Treating drug-addicted doctors is good medicine

Doctors who become addicted to alcohol and other drugs can be treated successfully and returned to medical practice with the help of special programs that couple referral to treatment and monitoring with rapid responses to noncompliance, University of Florida researchers report.

The study is the first national-level analysis of such Physician Health Programs, and confirms they are effective alternatives to simply punishing drug-addicted doctors. The findings are published in the March issue of the Journal of Substance Abuse Treatment.

More than three-quarters of doctors enrolled in state programs stayed drug-free over a five-year monitoring period. The results were the same regardless of whether the doctor's drug of choice was alcohol, crack cocaine, prescription drugs or other substances.

"Treatment works," said Dr. Mark Gold, psychiatry chairman at the UF College of Medicine and the McKnight Brain Institute. "It has been shown now to be safe and effective and cost-effective."

But it's not just for doctors, said Gold, who with UF colleagues pioneered evaluation and treatment for drug-addicted doctors. "It should be a model for treatment of anyone with these diagnoses."

In general, rates of illicit drug use are lower among physicians than the general public, but rates of prescription misuse are five times higher among physicians, according to a 2008 review Gold co-authored in the Harvard Review of Psychiatry.

Gold and others conclude that drug problems in doctors are related to medical specialties that put them in regular contact with drugs of addiction, ease of access to drugs, stress and lack of early detection. Addiction also appears linked to physician-suicide.

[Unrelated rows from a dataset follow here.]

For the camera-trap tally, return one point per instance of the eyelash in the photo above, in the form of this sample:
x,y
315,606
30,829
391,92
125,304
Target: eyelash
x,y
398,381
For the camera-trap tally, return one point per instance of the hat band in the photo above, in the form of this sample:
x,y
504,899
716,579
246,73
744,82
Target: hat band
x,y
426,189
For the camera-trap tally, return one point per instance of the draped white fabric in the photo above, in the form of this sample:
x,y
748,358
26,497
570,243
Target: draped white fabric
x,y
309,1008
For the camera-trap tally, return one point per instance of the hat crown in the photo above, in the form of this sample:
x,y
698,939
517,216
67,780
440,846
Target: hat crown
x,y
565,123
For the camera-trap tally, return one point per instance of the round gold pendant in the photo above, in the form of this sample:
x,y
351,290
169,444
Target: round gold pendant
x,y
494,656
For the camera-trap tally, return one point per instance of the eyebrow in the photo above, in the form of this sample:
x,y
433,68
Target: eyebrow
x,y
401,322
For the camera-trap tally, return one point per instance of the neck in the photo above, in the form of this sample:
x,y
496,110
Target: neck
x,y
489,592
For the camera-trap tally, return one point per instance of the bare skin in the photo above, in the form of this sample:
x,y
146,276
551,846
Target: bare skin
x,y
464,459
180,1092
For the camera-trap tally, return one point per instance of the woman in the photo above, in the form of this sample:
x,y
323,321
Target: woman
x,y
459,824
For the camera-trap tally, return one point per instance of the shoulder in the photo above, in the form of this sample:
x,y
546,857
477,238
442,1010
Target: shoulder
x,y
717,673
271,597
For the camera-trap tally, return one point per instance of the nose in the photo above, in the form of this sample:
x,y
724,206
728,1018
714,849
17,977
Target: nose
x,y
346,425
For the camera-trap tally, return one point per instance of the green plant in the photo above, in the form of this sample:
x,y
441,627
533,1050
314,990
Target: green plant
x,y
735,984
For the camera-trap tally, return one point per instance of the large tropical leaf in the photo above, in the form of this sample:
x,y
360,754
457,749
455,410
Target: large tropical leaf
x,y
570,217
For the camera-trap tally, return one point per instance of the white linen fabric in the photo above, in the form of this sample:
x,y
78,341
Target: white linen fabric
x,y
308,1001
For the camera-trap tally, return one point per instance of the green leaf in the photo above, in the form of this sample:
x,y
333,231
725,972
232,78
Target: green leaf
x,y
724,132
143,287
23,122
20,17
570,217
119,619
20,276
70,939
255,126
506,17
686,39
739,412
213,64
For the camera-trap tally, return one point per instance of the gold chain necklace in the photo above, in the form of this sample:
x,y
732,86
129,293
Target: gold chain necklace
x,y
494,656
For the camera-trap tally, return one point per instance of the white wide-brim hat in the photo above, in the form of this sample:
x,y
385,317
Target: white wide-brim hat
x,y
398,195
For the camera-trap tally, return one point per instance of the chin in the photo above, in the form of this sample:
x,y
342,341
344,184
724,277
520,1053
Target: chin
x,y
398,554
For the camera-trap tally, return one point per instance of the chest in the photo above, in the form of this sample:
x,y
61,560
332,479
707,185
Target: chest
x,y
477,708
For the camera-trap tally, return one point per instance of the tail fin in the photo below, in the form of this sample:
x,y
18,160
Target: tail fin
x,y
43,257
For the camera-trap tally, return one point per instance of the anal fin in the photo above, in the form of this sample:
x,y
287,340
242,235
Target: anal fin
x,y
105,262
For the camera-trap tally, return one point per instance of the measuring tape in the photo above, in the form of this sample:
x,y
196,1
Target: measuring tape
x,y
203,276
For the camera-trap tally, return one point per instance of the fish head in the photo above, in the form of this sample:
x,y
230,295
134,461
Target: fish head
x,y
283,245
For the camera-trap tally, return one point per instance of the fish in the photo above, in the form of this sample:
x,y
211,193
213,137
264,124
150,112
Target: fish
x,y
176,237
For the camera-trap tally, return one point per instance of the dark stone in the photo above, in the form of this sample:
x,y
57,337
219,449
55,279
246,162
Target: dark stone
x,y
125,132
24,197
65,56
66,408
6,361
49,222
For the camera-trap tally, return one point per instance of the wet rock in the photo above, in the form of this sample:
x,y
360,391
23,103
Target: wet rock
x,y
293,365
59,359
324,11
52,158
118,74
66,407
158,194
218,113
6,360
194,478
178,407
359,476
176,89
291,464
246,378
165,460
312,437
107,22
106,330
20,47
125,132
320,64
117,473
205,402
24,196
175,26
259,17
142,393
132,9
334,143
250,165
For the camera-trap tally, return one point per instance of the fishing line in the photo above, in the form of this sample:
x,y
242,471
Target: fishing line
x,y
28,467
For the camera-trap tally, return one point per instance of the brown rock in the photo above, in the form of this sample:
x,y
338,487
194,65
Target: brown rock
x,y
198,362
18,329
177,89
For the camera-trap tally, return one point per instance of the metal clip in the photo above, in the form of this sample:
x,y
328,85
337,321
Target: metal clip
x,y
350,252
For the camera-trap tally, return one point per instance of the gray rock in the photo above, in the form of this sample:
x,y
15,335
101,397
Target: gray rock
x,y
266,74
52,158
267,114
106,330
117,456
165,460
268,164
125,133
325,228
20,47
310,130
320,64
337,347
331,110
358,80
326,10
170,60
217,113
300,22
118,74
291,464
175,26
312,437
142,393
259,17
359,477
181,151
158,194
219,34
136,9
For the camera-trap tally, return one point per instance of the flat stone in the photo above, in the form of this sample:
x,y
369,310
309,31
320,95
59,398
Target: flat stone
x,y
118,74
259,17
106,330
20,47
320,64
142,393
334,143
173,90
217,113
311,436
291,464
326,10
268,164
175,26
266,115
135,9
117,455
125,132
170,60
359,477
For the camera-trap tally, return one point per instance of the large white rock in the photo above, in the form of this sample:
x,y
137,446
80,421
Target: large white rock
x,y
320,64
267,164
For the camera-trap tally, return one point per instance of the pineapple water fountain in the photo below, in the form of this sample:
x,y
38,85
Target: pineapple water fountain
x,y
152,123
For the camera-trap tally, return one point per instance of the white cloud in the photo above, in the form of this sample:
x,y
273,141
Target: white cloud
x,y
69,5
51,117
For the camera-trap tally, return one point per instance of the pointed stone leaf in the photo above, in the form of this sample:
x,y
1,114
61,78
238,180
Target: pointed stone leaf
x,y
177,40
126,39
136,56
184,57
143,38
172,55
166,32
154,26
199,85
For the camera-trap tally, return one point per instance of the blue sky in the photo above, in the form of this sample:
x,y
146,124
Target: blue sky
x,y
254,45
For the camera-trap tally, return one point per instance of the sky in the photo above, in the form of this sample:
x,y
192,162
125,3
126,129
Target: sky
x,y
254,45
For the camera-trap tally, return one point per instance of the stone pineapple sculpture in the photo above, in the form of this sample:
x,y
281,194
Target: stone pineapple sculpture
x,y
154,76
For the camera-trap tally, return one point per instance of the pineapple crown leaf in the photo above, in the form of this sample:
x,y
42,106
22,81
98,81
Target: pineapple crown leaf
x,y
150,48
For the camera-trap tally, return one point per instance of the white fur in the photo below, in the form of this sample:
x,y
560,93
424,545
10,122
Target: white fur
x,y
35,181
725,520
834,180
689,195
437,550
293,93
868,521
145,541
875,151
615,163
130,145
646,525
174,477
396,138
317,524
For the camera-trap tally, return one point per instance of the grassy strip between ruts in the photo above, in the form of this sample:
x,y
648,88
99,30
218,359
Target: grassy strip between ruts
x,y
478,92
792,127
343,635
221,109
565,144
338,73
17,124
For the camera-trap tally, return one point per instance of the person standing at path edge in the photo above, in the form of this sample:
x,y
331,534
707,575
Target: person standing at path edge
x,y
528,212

Physician Health Programs are not addiction treatment programs, however. Instead, they provide intensive, long-term case management and monitoring. Fifty-five percent of doctors enrolled are mandated formally by a licensing board, hospital, malpractice insurance or other agency. The rest are informally "mandated" by others such as employers, families and colleagues. Doctors sign contracts agreeing to abstain from drugs or face intensified treatment, being reported to their medical licensing boards or losing their license.

The programs aim to save the lives and careers of addicted physicians, and to protect the public by addressing substance use among doctors. They are also are an effective way to remove noncompliant doctors from the practice of medicine.

"This isn't to cover it up, it's quite the opposite," said Temple University psychiatry chairman Dr. David Baron, who oversees Pennsylvania's program. "It allows for quality treatment and to make sure that we're still ensuring the safety of the public." Baron was not involved in the current study.

Program measures include group and individual therapy, residential and outpatient programs, surprise workplace visits from monitors, and links to 12-step programs of Alcoholics Anonymous and Narcotics Anonymous. Doctor-patients get care not just for drug problems, but also for accompanying medical or psychiatric disorders. They pay for their treatment, drug tests and follow-up care.

The research, funded by the Robert Wood Johnson Foundation, evaluated 904 physicians admitted to 16 state-run Physician Health Programs from 1995 to 2001. Collaborators included founding National Institute of Drug Abuse Director and former drug czar Dr. Robert Dupont, A. Thomas McLellan, of the University of Pennsylvania, and Lisa Merlo, of UF.

Previous studies have shown that in individual states, and on a small scale, the programs are effective. The current study, first reported at the Betty Ford Institute, has the largest sample of physicians ever followed, and over the longest period.

Doctors in the programs had to abstain from alcohol or other drugs, and were tested frequently at random for five or more years. If tests revealed they had returned to substance abuse, swift action was taken -- doctors were reported to the medical board, which could lead to loss of their licenses.

"It's the idea of a carrot and a stick," said Dr. Scott Teitelbaum, director of the UF-run Florida Recovery Center, which treats addicted physicians referred from around the country. "There's always a level of resistance -- people never feel they need the level of care that's recommended. Someone might not agree with you, but if they want to practice medicine they have to comply."

Often, with the support of peers and growing realization that treatment is working, physician-patients' motivations change from simply wanting to obey the rules to wanting to change their lives, Teitelbaum said.

One-fifth of doctors were reported to their board during treatment and monitoring -- some more than once with multiple disciplinary actions taken.

But 78 percent of doctors in the programs had no positive drug tests during five years of intensive monitoring. And five to seven years after starting treatment, 72 percent were actively practicing medicine, without drug abuse or malpractice.

Eighteen percent left medical practice, while others relapsed into drug use. Three percent of those who didn't complete their programs had substance-related deaths or committed suicide.

Although the programs employed a variety of approaches, the researchers found that success was not related to specific therapists or modes of therapy, but rather to the long-term nature of the treatment.

Still, there are some "essential ingredients" that successful programs have in common, Gold said. Those include treatment extended over years -- not weeks or months -- and unambiguous success markers such as urine testing and return to work and normal family activities.